Maximum Flow

In a graph with flows G = (V, E, C), each edge e has a maximum flow capacity c_e, c_e > 0\,\forall e (think of the train network etc.). We want to find, for a starting vertex s and target vertex t, what's the maximum amount of flow we can achieve in this graph (e.g. maximum amount of goods we can deliver from s to t)

Formally:

Maximum Flow Problem

Find f_e for all e\in E such that:

Capacity constraint: \forall f_e, 0\leq f_e\leq c_e
Conservation of Flow: for anything that's not s and t, what comes in must come out:

\forall v\in V- \{s, t\}\\
\sum_{wv\in E}f_{wv} = \sum_{vz\in E}f_{vz}

Residual Network

For a flow network G=(V, E, C) and flow f_e for each e\in E, the residual network G^f=(V, E^f) is given by:

If edge is not saturated: vw \in E and f_{vw} < c_{vw}, then add the edge in to G^f with its remaining capacity c_{vw} - f_{vw}
If the edge vw has a positive flow, then add the backward edge wv t G^f with capacity f_{vw}

Ford-Fulkerson

Let f_e= 0 for all e\in E
Make G^f for current flow f
Check if there's any path from s to t, call it \cal P, in G^f.
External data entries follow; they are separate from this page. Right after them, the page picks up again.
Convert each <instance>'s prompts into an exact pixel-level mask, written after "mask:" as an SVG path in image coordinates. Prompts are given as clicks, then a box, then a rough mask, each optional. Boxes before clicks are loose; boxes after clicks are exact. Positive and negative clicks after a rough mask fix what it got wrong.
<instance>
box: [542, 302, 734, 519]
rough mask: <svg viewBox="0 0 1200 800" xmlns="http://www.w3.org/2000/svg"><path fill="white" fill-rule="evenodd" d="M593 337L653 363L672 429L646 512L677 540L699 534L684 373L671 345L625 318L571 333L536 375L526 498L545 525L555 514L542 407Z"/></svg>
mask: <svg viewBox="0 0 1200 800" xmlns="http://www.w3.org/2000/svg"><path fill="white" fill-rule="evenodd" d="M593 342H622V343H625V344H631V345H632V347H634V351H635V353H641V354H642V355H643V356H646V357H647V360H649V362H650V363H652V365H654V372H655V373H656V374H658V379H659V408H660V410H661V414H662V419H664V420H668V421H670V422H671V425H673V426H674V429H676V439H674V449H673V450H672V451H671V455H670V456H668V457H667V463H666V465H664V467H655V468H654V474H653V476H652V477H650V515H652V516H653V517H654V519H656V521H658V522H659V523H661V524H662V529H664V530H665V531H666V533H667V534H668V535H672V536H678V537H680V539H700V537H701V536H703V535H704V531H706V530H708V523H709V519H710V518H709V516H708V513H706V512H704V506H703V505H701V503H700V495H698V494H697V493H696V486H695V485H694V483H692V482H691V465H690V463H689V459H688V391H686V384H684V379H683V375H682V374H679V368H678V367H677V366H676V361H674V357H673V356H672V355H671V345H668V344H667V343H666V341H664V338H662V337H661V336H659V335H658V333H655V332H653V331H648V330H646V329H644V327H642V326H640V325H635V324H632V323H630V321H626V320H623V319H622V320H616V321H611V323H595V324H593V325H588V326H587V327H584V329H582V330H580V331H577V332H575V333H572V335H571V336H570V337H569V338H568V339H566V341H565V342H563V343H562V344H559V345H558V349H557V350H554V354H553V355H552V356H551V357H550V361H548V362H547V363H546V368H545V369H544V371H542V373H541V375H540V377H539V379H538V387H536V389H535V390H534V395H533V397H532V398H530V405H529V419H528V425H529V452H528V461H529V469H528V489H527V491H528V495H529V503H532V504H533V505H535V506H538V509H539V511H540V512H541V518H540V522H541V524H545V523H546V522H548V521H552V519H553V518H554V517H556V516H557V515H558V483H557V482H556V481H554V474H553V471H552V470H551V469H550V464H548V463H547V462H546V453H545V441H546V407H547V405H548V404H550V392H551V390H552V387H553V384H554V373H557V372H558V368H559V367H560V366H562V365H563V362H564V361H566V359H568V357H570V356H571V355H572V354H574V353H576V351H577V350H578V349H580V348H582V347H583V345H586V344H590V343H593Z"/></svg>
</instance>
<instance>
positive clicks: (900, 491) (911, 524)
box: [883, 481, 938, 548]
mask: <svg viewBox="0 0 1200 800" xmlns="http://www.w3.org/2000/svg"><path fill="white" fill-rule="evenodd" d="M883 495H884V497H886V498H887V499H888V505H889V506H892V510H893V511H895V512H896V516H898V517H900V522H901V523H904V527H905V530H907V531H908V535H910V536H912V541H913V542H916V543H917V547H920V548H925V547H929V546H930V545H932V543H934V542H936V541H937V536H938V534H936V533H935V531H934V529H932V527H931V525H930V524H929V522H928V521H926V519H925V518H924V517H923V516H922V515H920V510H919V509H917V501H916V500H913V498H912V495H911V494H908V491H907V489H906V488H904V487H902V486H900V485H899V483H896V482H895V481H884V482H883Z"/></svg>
If not, return f.
In \cal P, let c(\cal P) be the minimum capacity along \cal P in G^f
For each forward edge in \cal P, increase its flow by c(\cal P). For each backward edge, decrease its flow by c(\cal P).

Running Time

A big assumption here is that all capacities are integers. If we have this, we know that the flow always increase by \geq 1 every round.

Let f^* be the maximum flow, then we have at most f^* rounds.

The time per round is the sum of

Time to built the residual network: O(V), just copy the vertexes
Check st-path: O(V+E) from DFS and BFS
Find min capacity: O(V) because worst case scenario we visit every vertex -> V-1 edges
Update flows: same as finding min capacity, we just go through each edge in \cal P

\implies Time per round is O(E) \implies Total running time is O(f^*E)

This running time is pseudo-polynomial because it involves f^*.